Christina Stead: A web of friendship, selected letters (1928–1973)
Miegunyah Press, $32.99 pb, 552 pp, 9780522862041
Christina Stead: A web of friendship, selected letters (1928–1973) edited by Ron Geering
In her novel Jacob’s Room (1922), Virginia Woolf wrote: ‘For centuries the writing-desk has contained sheets fit precisely for the communication of friends. Masters of language have turned from the sheet that endures to the sheet that perishes ... and addressed themselves to the task of reaching, touching, penetrating the individual heart.’
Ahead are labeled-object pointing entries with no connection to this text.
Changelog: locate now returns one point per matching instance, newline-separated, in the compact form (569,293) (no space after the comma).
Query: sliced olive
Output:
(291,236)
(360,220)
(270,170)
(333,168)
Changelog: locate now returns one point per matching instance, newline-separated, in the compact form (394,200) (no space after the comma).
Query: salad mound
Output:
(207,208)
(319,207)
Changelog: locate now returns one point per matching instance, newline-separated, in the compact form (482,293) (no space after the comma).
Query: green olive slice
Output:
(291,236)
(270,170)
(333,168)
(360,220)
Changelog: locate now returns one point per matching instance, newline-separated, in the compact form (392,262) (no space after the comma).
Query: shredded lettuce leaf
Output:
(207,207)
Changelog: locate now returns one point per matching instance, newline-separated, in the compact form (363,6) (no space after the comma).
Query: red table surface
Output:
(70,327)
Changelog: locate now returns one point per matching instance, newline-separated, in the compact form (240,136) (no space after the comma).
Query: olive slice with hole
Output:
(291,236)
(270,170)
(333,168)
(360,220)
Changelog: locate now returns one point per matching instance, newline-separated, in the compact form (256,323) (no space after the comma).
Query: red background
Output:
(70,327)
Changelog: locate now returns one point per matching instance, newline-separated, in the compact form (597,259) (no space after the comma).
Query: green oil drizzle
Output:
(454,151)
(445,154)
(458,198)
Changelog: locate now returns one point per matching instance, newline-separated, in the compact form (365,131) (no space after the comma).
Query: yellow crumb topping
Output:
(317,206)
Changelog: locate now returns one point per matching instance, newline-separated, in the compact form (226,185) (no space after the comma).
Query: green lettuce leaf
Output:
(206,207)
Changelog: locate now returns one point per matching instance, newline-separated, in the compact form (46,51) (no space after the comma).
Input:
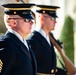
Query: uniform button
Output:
(1,65)
(52,71)
(56,70)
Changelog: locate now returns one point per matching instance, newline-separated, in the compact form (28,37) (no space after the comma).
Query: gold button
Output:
(14,12)
(1,65)
(52,71)
(56,70)
(43,11)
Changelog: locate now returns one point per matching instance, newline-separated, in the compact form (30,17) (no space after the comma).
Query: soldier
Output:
(16,57)
(40,42)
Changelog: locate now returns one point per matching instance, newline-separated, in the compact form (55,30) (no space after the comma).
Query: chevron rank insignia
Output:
(1,65)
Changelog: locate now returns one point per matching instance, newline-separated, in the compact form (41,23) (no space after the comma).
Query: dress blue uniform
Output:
(15,59)
(45,54)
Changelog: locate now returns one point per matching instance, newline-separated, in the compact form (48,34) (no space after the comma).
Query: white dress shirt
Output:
(19,36)
(41,31)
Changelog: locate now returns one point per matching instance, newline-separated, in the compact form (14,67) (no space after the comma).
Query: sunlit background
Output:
(67,7)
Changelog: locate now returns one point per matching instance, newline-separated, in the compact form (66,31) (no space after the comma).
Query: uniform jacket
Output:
(15,57)
(45,55)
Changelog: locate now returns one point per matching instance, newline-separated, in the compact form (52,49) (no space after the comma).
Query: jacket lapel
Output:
(18,43)
(43,40)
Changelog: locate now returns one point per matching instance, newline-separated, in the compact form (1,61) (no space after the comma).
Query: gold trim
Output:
(17,8)
(1,65)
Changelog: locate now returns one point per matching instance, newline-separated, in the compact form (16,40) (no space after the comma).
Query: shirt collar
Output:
(15,33)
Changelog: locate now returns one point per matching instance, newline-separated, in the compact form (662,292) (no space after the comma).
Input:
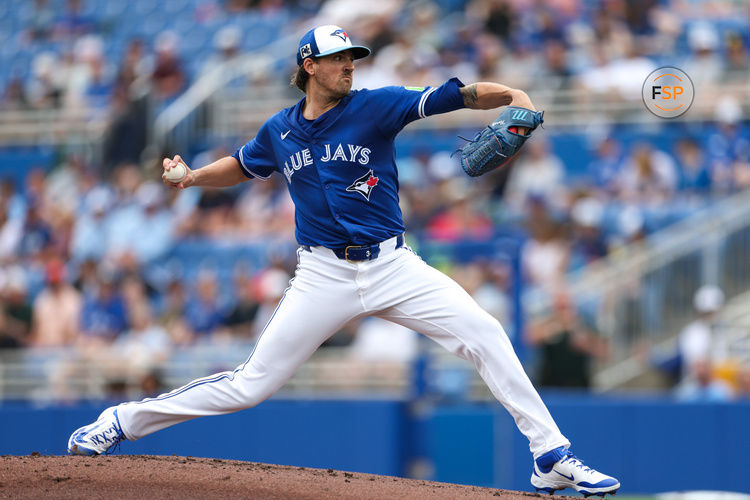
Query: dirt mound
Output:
(133,476)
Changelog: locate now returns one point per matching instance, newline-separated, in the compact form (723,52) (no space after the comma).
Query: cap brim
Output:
(359,51)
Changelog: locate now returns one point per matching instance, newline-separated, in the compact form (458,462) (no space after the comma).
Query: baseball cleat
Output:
(99,437)
(560,469)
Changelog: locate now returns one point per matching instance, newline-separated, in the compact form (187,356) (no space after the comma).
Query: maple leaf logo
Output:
(364,185)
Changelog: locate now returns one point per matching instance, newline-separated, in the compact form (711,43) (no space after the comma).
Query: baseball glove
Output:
(496,144)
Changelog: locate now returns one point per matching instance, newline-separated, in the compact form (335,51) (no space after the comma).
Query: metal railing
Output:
(82,125)
(644,294)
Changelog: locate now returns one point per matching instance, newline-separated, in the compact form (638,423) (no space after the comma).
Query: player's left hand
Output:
(502,139)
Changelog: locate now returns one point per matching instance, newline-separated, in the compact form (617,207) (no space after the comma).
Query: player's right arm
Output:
(221,173)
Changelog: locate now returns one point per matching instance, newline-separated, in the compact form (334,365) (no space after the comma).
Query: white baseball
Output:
(177,173)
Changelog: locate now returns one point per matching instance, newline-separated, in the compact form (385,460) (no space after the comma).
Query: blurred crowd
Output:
(93,259)
(550,46)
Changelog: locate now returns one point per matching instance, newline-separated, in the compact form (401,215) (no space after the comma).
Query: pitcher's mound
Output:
(138,476)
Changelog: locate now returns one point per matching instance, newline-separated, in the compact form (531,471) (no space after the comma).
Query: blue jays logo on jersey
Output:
(341,34)
(364,185)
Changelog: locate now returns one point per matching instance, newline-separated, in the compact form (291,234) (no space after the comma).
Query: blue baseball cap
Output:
(326,40)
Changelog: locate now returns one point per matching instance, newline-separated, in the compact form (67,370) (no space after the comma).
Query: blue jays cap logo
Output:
(364,185)
(341,34)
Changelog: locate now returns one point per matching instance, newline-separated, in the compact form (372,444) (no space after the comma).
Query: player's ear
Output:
(309,65)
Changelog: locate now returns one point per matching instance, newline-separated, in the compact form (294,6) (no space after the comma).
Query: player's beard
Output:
(343,86)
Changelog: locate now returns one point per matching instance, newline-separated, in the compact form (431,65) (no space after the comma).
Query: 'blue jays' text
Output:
(345,152)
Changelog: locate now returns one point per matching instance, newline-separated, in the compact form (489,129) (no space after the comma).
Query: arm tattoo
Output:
(469,93)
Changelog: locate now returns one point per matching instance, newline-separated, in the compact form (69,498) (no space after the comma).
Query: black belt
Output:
(359,253)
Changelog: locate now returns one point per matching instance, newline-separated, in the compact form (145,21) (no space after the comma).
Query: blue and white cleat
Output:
(98,438)
(559,469)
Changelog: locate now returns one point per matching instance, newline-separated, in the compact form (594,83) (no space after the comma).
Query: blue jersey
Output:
(340,168)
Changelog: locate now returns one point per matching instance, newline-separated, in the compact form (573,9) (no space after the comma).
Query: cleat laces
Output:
(575,461)
(106,436)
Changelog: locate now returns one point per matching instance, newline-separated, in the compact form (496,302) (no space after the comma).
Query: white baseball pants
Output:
(325,293)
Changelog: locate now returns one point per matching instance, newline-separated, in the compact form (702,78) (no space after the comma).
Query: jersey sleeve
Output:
(256,156)
(398,106)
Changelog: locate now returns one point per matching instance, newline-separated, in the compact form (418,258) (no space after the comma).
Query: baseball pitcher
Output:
(335,150)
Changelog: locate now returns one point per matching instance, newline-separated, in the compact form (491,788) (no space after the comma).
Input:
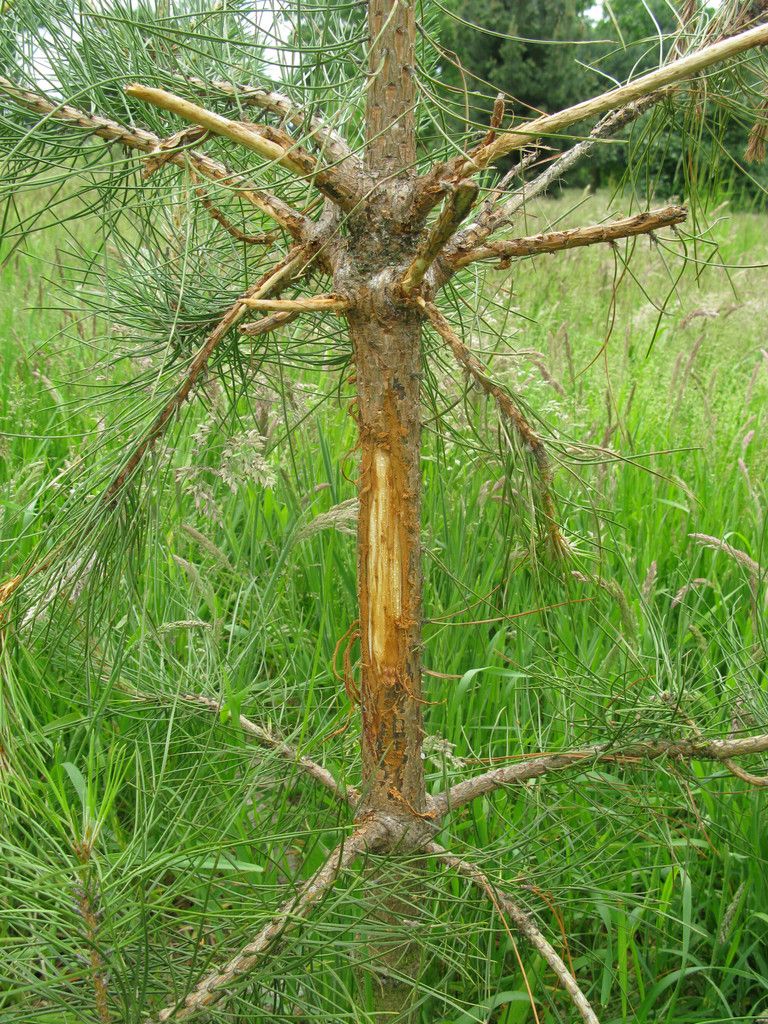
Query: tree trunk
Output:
(386,335)
(389,579)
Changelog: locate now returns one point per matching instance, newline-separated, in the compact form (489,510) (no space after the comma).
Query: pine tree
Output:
(231,211)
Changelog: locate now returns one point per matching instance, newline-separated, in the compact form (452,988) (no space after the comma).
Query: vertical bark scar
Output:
(384,560)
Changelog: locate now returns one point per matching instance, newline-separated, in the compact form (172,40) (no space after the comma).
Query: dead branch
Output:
(329,141)
(367,837)
(315,771)
(552,242)
(457,206)
(317,303)
(267,324)
(218,216)
(505,904)
(273,280)
(152,144)
(662,78)
(272,144)
(633,755)
(495,217)
(527,436)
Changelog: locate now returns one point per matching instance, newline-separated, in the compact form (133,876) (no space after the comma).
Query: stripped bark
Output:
(336,182)
(331,143)
(553,242)
(663,78)
(347,795)
(637,754)
(272,281)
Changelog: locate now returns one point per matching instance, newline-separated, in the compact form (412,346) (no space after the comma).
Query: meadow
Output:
(140,829)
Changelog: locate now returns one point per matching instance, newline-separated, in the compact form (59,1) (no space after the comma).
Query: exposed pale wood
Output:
(328,139)
(637,754)
(268,143)
(267,324)
(272,281)
(317,303)
(457,206)
(152,144)
(552,242)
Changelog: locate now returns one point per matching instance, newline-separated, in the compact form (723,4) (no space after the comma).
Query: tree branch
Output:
(267,324)
(495,216)
(552,242)
(331,143)
(369,836)
(273,280)
(271,144)
(662,78)
(527,436)
(506,905)
(647,750)
(458,205)
(315,771)
(316,303)
(152,144)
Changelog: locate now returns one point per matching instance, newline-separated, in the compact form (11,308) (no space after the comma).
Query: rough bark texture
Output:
(388,367)
(390,118)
Christina Stead’s desk contained not only sheets of typing paper but also ‘a stack of airletters’ which she used to reach out to relatives, friends, and acquaintances in distant countries. The first letters reproduced in A Web of Friendship were written in 1928, soon after she arrived in England. It was then that she met Bill Blake, who was to be her companion for almost forty years. The volume ends in 1973, a few years after Blake died and shortly before Stead returned to Australia. In 1964 she wrote, ‘I have lived in so many places, met so many people and lived in other people’s worlds.’ Her letters document her friendships with many of those people and her observations of places ranging from Paris, New York, and London to Santa Fe, Canberra, and Lausanne.